The list gets longer.....

http://www.pressandjournal.co.uk/Article.aspx/2535084


----------



## foz101 (Nov 28, 2011)




----------



## Pincheck (Nov 28, 2011)

Ah Bugger


----------



## TeeJF (Nov 28, 2011)

Another mystery fire in a listed building? You don't see that happen very often do you... tossers.


----------



## Faing (Nov 28, 2011)

how much does a box of matches cost against the dstruction they cause in the habds of a feckin eejit.sad to see.


----------



## Seahorse (Nov 28, 2011)

Awww, Feck.


----------



## smiler (Nov 28, 2011)

Price of a box of matches, 20p max, price of restoration £x,xxx,xxx you work it out,


----------



## sue blackeagle (Nov 29, 2011)

*Freakin Chavvs got nowt better to do* :wmad::wmad:


----------



## TeeJF (Nov 29, 2011)

Although it's often chavs who are the culprits I am sure it's the work of unscrupulous owners almost as often. Burn it down and most times it's beyond economic reality to rebuild it... Listing bypassed, land sold, ticky tacky boxes built... huge profit, owner ecstatic. 

Need I say more?


----------



## Pincheck (Nov 29, 2011)

wonder if the Nuclear bunker underneath survived ?


----------



## Faing (Nov 29, 2011)

TeeJF said:


> Although it's often chavs who are the culprits I am sure it's the work of unscrupulous owners almost as often. Burn it down and most times it's beyond economic reality to rebuild it... Listing bypassed, land sold, ticky tacky boxes built... huge profit, owner ecstatic.
> 
> Need I say more?



ah but sometimes they drive jcb's and lean against listed structures to make the unsafe an in need o fdemoliton in the name of elf an safety:icon_evil


----------



## zimbob (Nov 29, 2011)

Ach, rubbish 




Pincheck said:


> wonder if the Nuclear bunker underneath survived ?
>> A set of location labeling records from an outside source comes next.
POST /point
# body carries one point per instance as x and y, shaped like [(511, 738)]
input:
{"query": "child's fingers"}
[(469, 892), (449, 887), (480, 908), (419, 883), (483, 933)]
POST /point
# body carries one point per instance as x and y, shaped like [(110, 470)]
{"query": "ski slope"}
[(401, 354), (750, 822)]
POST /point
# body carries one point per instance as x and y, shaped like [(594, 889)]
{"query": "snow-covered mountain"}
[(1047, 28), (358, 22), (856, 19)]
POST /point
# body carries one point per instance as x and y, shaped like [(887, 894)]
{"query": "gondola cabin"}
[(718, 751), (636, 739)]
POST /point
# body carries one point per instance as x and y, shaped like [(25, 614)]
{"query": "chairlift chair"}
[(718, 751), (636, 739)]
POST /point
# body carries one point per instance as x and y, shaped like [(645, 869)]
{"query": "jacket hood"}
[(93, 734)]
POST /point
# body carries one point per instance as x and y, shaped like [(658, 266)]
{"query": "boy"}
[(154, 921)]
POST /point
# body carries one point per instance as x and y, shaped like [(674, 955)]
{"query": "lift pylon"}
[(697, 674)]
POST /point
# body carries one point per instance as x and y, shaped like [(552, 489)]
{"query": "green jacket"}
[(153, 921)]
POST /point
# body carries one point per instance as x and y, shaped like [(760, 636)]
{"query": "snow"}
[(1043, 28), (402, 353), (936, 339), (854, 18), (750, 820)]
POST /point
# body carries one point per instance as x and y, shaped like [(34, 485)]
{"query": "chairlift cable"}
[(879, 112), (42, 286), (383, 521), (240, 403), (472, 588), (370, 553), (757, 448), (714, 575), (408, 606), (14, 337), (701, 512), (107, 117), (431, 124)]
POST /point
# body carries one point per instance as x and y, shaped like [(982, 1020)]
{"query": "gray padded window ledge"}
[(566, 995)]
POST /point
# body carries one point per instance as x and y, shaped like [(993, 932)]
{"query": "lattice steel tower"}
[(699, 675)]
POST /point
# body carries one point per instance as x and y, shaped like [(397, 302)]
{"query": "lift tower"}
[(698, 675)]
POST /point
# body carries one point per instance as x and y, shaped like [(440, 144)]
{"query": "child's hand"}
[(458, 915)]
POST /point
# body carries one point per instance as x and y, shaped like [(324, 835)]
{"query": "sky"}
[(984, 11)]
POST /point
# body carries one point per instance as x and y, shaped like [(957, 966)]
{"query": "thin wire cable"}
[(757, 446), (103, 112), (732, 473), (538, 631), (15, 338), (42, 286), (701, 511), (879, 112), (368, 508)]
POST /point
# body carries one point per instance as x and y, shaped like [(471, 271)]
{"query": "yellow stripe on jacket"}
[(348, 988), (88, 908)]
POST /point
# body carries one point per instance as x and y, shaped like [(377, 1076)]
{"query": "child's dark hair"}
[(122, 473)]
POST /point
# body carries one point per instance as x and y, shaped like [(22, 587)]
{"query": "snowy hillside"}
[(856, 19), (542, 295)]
Hopefully, you'd like to think it would withstand this... Glad I saw it when I did


----------



## Bax__ (Nov 30, 2011)

Hey Zimbob,

I'd hope it survived too, I could just see the council trying to get a refund from the builders for poor workmanship!!!


----------



## escortmad79 (Nov 30, 2011)

Pincheck said:


> wonder if the Nuclear bunker underneath survived ?


Might be full of water now.

Surprised this one has gone in all honesty what with residents living in the cottages & the owners son regularly patrolling the area!

Glad I got to see it when I did too, was a good explore


----------